TBD: Think Before Denying

Newguy and I are inside the home of a delightful lady who was complaining of chest pain, at least according to our dispatchers.

Our intrepid local first responders are huddled around the patient, in a mad dash to save her from the throes of death.

They seem to be succeeding at preventing her imminent demise, and also are sucessful in their attempts to create a large pool of blood all over the patient’s hardwood floors.

It’s a win/win situation so far.

One of the patch-wearing heroes rattles off some vital signs, and they are all better than mine, with the exception of her blood sugar: 331. Alas, she is a diabetic.

I really enjoy when the pieces of the puzzle assemble themselves.

Our infirm female has said several times now that she needs to “tinkle,” and asks if she can go. Newguy wants to get the 12-lead first, so he asks her to wait just a minute or so. It’s normal, by the way.

“Okay then, can I have a glass of water while I wait? I’m really thirsty.”

“Nothing to eat or drink until you see the doctor” the intrepid hero reflexively replies.

Newguy is nonplussed. “Why can’t she have anything to drink?” he asks.

“I don’t know” is his reply. Clearly, he has no idea.

“Were you guys going to put saline in that IV over there?”

“Well, yeah…”


Why don’t we think about these things? Don’t we all recognize what is going on here? This lady is hyperglycemic, and polydipsic and polyuric. Because her blood sugar is ridiculous. Granted, I’ve seen higher, but she’s going to get a large amount of fluids in her IV on the way to the hospital, so is there really any harm in giving her a glass of ice water?


  1. But, but, I saw the nurse do it to a patient the other day. And if they do it, then we HAVE to do it.


  2. Checking formulary…nope, I don’t see tap water. We will need to get authorization from State EMS office to do a pilot study on water administration.

    Also we had a guy that scratched a patient’s eye when assisting patient with a drink from a bendy straw so now we have to fist apply safety glasses to all patients that might be exposed to bendy straws.
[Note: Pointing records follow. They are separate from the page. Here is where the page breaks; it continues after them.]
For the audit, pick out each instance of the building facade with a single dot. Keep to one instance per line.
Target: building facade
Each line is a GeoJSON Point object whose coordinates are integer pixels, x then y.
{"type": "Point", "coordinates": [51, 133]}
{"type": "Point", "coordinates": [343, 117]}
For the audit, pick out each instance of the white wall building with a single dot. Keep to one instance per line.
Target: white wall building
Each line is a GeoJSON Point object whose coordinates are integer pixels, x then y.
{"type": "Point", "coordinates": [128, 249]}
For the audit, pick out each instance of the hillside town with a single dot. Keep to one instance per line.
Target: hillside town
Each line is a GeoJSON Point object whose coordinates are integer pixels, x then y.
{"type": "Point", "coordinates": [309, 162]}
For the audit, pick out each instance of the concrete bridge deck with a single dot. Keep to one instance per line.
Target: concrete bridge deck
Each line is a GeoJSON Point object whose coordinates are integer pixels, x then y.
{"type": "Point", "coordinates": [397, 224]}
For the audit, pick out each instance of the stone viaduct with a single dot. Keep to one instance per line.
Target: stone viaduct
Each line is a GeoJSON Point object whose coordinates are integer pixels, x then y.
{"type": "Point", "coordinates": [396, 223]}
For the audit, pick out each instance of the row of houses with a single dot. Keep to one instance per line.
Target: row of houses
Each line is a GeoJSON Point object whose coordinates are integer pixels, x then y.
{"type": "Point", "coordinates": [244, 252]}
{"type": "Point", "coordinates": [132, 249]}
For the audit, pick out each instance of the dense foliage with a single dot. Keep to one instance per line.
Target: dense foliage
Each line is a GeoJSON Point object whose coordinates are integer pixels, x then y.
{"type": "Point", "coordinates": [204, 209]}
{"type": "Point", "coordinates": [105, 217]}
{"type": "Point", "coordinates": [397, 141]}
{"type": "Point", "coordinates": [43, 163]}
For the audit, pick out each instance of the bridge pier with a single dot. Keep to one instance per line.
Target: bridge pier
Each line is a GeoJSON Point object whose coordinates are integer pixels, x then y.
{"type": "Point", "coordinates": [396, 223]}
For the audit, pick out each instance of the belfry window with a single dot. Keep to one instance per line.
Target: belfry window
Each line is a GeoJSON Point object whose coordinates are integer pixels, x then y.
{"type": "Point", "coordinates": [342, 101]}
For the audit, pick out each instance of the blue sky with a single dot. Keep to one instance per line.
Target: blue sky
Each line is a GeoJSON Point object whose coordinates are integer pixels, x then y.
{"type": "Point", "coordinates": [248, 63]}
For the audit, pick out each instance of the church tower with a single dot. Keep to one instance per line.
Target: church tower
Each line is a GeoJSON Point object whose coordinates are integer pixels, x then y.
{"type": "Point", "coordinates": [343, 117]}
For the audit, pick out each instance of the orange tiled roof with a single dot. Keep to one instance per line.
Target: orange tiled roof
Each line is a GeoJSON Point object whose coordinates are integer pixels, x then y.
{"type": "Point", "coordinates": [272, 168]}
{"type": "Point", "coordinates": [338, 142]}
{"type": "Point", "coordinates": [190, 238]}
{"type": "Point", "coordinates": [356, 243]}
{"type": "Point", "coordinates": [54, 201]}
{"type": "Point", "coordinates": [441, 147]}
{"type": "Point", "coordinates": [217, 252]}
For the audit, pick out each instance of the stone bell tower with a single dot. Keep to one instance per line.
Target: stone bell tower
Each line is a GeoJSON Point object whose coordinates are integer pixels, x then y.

    Good luck with your water administration project. When you have a chance can you provide more information about dose size, administration routes, delivery devices, etc. I will forward to our protocol committee.


    • I forgot to add that patients with known hypersensitivity to water may ask for the “cold water pill” and claim that it goes down easier if they can swallow cold water pill with a large splash of vodka.

  3. I used to complain about the first responders doing nothing more than giving what we called “The Stare of Life”. It turns out that they were probably doing more good for the patients than your heroes.